My oldest earthly son turned 22 this weekend.
This was a tough milestone, as that was the age of his brother when he crashed his car and became a citizen of heaven.
When they were little, my children believed all sorts of silly, erroneous things, as children are wont to do. As a child, I myself once believed that when your parents wanted to move, they would have to find a family to switch houses with, and I wondered how anyone was ever able to move anywhere at all.
My kids used to think that they would be able to catch up in age with their older siblings, stealthily gaining ground year by year, until, at last, they became the oldest, usurping all the rights and supposed privileges of the eldest, favored one.
Now, it almost seems as if this has come true.
I’m listening to a book called All Things New by John Eldredge. In it, he describes what the Bible actually says about the afterlife, and it is astounding. Hearing his words, I felt like a child again, finding out that my neighbors were not going to have to swap houses with some random people from New Jersey.
He speaks of what Jesus refers to as the palingenesia, or “Genesis again.”
When we die, heaven is just the place we wait until Jesus returns to restore, renew, Genesis-again everything to a state even more glorious than what we might imagine even heaven to be like.

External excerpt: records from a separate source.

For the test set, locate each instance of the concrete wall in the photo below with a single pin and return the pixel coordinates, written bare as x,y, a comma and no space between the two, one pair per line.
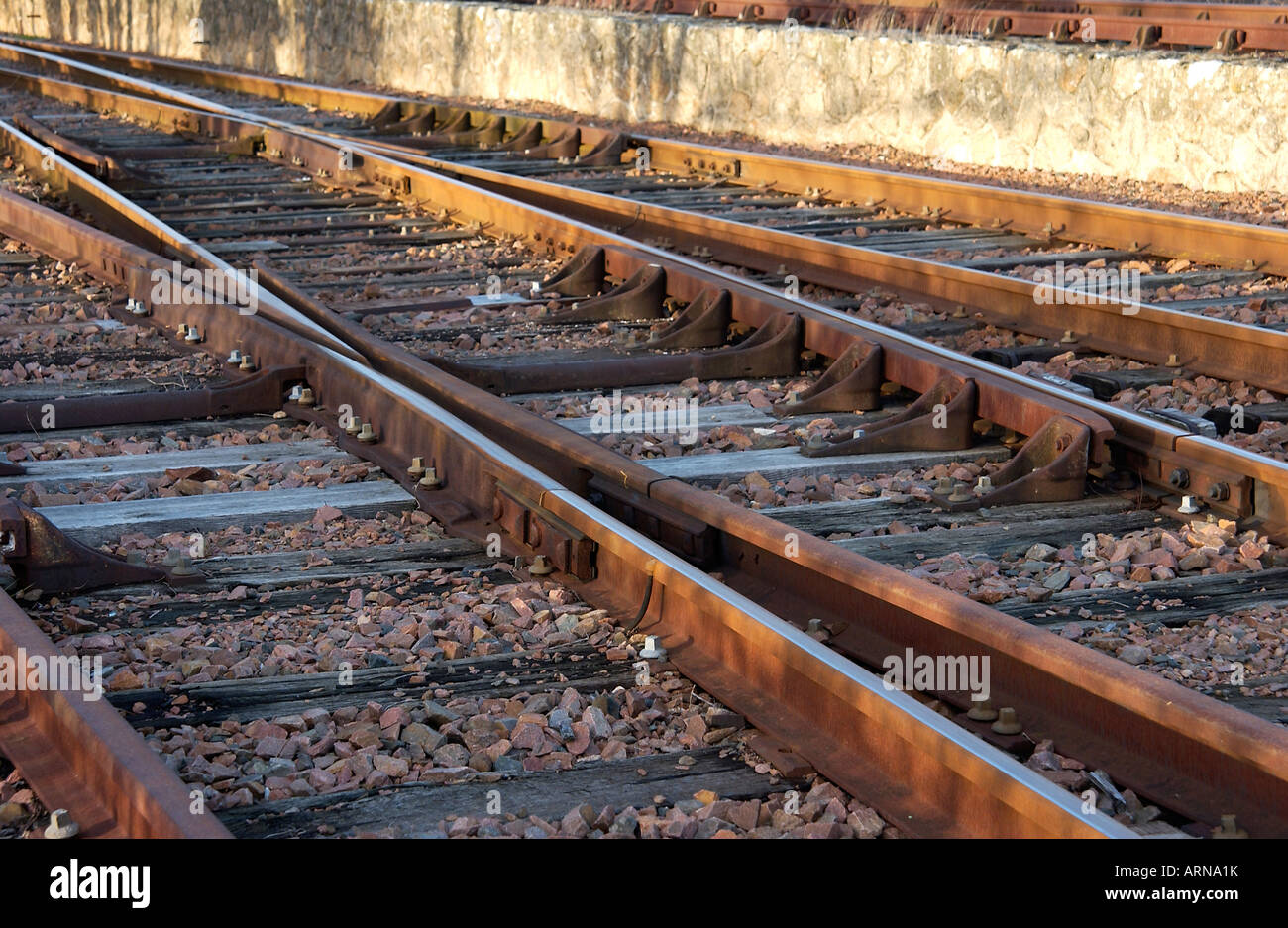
1193,120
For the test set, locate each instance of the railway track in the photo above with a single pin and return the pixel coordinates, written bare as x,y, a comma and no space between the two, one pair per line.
394,264
1224,27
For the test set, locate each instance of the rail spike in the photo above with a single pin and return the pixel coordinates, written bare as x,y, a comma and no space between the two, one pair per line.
853,382
583,275
46,559
638,297
941,419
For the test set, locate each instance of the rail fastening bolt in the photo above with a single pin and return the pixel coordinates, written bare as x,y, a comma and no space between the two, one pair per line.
1008,722
184,567
60,825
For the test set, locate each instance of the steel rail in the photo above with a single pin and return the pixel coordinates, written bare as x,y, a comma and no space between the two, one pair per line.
1149,332
1206,759
1064,218
78,755
926,773
1150,450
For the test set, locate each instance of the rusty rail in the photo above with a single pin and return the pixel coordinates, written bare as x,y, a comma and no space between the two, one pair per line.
1205,759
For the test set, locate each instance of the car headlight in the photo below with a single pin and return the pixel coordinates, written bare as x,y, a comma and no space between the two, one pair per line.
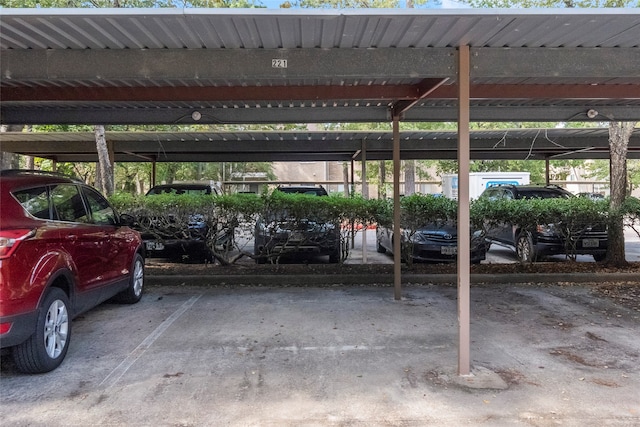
546,230
418,238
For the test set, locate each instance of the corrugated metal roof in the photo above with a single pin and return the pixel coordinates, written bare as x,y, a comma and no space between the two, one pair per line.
533,144
311,29
61,65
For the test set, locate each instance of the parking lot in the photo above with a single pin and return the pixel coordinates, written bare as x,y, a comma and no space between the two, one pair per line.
340,355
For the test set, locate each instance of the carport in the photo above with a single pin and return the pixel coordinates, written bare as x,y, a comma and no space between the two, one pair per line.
228,66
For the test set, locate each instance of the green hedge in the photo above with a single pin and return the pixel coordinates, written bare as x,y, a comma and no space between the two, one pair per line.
239,213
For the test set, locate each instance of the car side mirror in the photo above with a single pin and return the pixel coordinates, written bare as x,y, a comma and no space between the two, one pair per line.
127,220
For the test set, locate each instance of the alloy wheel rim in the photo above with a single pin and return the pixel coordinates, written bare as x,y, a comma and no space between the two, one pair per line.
56,329
138,278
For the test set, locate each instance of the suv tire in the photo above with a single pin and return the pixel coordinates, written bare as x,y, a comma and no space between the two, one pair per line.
46,348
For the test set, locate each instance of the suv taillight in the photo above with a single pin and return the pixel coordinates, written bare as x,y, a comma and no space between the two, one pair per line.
10,239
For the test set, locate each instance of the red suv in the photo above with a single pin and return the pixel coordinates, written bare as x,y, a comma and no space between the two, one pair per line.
63,250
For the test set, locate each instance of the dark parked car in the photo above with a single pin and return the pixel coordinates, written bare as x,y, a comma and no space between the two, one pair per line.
175,238
280,235
531,245
435,242
63,250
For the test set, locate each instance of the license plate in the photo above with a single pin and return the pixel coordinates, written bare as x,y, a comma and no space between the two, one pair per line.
448,250
154,246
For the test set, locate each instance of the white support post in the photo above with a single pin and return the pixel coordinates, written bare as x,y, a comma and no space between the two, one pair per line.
464,238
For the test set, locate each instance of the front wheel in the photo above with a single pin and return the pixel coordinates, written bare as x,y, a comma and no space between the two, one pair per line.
46,348
525,251
133,293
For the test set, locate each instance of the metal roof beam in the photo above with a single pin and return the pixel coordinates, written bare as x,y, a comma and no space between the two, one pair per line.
200,65
31,115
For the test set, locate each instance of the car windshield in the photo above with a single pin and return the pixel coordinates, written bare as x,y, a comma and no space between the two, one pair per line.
179,190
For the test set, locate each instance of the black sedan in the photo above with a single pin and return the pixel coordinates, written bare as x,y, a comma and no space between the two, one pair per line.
435,242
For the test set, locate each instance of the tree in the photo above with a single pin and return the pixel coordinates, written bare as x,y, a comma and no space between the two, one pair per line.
105,170
619,134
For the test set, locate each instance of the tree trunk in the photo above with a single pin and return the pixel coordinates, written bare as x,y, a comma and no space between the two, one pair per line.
105,170
9,160
345,178
619,134
409,177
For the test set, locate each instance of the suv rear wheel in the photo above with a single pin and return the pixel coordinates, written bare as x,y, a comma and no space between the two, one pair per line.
46,348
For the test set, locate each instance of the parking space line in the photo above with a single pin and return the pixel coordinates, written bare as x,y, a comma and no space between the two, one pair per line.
115,375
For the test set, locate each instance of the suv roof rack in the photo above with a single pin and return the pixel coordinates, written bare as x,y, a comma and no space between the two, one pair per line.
18,172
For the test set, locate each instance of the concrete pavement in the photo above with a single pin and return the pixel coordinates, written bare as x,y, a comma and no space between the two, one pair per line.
337,356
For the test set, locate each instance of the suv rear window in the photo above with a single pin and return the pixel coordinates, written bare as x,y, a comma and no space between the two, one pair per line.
35,201
541,194
308,191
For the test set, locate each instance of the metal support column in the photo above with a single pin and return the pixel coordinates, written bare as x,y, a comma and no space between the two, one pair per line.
365,194
397,258
464,238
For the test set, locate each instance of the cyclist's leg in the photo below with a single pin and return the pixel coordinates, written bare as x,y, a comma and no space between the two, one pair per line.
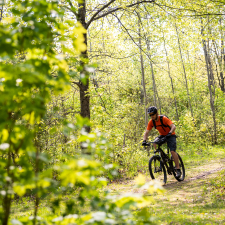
172,145
156,140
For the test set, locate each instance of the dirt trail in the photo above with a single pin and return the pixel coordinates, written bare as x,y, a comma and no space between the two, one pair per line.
185,202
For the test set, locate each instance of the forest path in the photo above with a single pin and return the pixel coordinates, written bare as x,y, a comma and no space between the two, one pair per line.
186,202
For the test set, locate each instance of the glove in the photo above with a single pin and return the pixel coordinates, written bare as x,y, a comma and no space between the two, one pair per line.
160,140
168,135
144,143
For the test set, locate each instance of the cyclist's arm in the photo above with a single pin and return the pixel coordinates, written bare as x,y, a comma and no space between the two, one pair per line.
146,135
172,128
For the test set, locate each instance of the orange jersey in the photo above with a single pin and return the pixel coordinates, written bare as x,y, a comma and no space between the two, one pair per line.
162,130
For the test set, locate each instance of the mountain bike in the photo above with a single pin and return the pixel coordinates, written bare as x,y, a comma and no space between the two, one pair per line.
162,163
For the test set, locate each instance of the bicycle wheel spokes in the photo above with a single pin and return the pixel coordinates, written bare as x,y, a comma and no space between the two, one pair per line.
182,169
157,169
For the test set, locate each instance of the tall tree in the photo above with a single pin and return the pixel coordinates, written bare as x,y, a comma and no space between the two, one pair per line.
101,11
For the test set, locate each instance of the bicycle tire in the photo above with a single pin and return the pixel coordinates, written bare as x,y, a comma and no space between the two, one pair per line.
182,169
157,169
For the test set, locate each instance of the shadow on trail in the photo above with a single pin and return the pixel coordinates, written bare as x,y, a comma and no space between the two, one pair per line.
203,175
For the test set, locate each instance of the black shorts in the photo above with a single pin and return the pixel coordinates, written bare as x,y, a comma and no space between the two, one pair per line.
171,142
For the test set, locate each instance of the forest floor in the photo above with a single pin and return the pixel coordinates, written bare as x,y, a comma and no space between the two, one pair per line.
191,201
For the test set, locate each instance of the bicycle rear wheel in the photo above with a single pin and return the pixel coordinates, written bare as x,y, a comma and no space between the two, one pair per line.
157,169
182,169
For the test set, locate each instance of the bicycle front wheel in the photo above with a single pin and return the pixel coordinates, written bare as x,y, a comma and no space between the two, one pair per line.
182,169
157,169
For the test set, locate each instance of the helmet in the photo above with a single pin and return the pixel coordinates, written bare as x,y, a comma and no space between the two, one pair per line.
152,109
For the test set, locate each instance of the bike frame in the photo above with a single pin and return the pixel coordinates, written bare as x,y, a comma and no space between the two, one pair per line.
165,159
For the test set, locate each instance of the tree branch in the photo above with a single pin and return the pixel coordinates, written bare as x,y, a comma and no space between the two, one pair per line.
71,10
113,10
93,17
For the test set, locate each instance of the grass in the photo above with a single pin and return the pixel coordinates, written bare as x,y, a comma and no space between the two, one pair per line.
187,202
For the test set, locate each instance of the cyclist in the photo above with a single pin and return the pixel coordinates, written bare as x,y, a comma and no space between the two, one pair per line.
166,130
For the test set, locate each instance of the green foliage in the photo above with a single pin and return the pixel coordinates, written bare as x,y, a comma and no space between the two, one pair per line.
215,187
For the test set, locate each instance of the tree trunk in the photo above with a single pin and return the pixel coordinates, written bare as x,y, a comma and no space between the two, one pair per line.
171,79
84,86
210,84
185,75
1,13
142,72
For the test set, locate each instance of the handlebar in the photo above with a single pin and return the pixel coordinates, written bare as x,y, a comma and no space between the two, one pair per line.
148,143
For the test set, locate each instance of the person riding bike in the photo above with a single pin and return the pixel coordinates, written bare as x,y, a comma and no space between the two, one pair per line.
166,130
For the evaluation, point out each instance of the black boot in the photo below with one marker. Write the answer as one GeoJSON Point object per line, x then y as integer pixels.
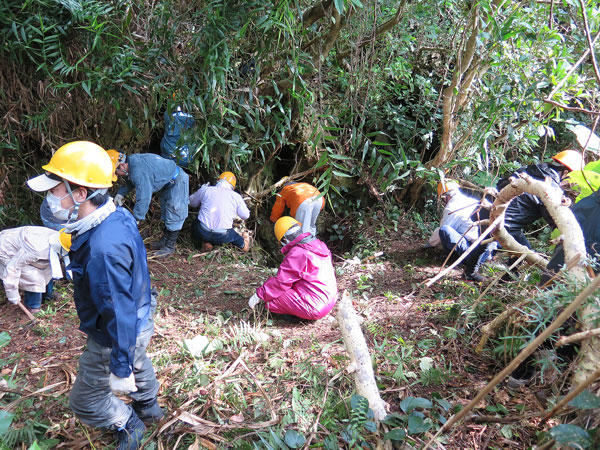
{"type": "Point", "coordinates": [472, 265]}
{"type": "Point", "coordinates": [132, 434]}
{"type": "Point", "coordinates": [148, 411]}
{"type": "Point", "coordinates": [160, 244]}
{"type": "Point", "coordinates": [169, 247]}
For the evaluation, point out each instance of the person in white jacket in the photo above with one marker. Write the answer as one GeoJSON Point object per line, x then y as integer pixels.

Heaven must receive him until the time comes for God to restore everything, as he promised long ago… (Acts 3:21)
He who was seated on the throne said, “I am making everything new!” (Revelation 21:5)
I’d read those verses, but somehow I had missed it.
Everything.
Everything.
New.
The thought of living in this new earth, free of stain and sorrow, makes the waiting bearable.
Perhaps we will all be 22.
I hadn’t planned to climb Cardigan today.
After uncovering a nefarious plot in my father’s assisted living community to leave the residents woefully un-caffeinated (a headache, ever after drinking two cups of their supposed “coffee”), and after a faculty pond hockey game was cancelled due to decidedly un-wintery weather, it seemed there was still day enough to head up the muddy access road to check January off my list.
Conditions couldn’t have been better.
Although icy in spots, it was warm and sunny, with just enough wind at the top to feel vindicated in carrying a hat.
Bare rock even poked through in places.
Eldredge posits that in this all-things-new earth, we will be able to return to all of our favorite places. They will be the same places, but better, newer somehow.
It’s hard to imagine a place more beautiful than Cardigan was today.
The son who was first to arrive, to wait for the palingenesia, used to be afraid of eternity. He couldn’t wrap his little-boy mind around its enormity, and he sometimes cried that he wished it wasn’t true.
O my son.
We cannot wait to catch up with you.